Англия – особая страница в жизни и поэзии Ахматовой, она знала, что там живут близкие ей люди Саломея Андроникова и Борис Анреп. Она тяжело переживала варварские бомбежки Лондона, уже предчувствуя судьбу Ленинграда. В один из августовских вечеров 1940 года в своем "лондонском цикле" Ахматова обращается к тени Саломеи, не зная, что им еще случится встретиться въявь и что Саломея Николаевна волею судьбы окажется вовлеченной в обсуждение драматических обстоятельств августа 1945 года:
Всегда нарядней всех, всех розовей и выше,
Зачем всплываешь ты со дна погибших лет,
И память хищная передо мой колышет
Прозрачный профиль твой за стеклами карет?
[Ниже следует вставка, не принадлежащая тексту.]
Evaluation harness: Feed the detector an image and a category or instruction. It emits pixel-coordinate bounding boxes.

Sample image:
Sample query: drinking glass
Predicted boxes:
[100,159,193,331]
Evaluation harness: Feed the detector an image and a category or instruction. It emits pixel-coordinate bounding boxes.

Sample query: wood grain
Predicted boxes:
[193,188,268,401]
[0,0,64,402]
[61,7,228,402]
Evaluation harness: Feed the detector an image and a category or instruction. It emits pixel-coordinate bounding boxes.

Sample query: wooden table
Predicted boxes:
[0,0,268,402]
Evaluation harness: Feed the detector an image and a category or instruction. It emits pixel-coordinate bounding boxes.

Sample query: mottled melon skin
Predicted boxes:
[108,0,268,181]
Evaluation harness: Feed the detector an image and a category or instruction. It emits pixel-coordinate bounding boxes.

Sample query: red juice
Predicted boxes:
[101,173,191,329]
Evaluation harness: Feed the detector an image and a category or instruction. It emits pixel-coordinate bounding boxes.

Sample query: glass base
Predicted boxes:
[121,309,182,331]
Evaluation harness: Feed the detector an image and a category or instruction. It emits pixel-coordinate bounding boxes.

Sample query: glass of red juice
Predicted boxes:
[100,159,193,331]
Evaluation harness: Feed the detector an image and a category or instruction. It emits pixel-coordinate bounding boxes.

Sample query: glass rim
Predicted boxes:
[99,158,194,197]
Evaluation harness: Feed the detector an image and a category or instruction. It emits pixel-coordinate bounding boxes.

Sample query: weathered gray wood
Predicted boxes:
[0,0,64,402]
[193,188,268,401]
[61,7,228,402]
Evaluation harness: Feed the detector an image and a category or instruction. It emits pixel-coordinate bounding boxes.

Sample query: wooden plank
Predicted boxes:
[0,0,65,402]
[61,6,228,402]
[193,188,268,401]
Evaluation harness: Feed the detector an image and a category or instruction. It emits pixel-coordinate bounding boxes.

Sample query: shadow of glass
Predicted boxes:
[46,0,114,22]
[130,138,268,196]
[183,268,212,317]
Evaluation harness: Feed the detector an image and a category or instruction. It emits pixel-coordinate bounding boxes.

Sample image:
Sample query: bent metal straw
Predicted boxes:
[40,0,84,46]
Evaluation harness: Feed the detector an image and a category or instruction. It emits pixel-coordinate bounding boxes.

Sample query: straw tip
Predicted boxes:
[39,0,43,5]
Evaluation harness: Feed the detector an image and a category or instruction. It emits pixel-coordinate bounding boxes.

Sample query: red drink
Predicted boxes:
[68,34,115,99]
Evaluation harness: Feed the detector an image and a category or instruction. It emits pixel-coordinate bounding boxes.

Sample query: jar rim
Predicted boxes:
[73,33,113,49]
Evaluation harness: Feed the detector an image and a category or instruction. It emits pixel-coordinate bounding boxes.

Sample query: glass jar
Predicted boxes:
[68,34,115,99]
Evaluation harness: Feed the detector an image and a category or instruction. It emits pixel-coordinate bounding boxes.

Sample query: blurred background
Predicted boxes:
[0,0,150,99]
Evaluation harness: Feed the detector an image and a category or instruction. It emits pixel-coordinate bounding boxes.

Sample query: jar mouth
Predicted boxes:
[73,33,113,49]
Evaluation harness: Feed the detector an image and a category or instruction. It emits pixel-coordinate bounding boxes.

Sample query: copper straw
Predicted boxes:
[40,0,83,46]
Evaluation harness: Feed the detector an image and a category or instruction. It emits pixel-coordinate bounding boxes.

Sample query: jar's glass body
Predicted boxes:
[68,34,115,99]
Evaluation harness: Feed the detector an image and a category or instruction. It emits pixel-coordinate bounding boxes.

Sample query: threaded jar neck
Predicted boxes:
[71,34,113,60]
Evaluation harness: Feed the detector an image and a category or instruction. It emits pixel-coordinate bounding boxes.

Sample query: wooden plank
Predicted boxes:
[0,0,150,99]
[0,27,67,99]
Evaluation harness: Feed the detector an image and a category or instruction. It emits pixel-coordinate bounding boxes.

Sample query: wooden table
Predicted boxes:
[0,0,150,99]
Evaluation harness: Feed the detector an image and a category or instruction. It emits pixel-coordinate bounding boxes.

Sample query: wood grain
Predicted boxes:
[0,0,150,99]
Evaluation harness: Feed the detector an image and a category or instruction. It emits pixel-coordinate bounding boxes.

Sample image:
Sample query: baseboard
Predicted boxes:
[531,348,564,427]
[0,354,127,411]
Как спорили тогда – ты ангел или птица?
Соломинкой тебя назвал поэт.
Равно на всех сквозь черные ресницы
Дарьяльских глаз струился нежный свет.
О тень! Прости меня, но ясная погода,
Флобер, бессонница и поздняя сирень
Тебя – красавицу тринадцатого года -
И твой безоблачный и равнодушный день
Напомнили… А мне такого рода
Воспоминанья не к лицу. О тень!
(Тень, 1940)
Всплывшая в "воспоминаньях" грузинская княжна Саломея Андроникова, заброшенная судьбой в Англию, как и вся английская тема у Ахматовой в преддверии Великой Отечественной войны, оказались, как то обычно бывало, ее предчувствием будущего.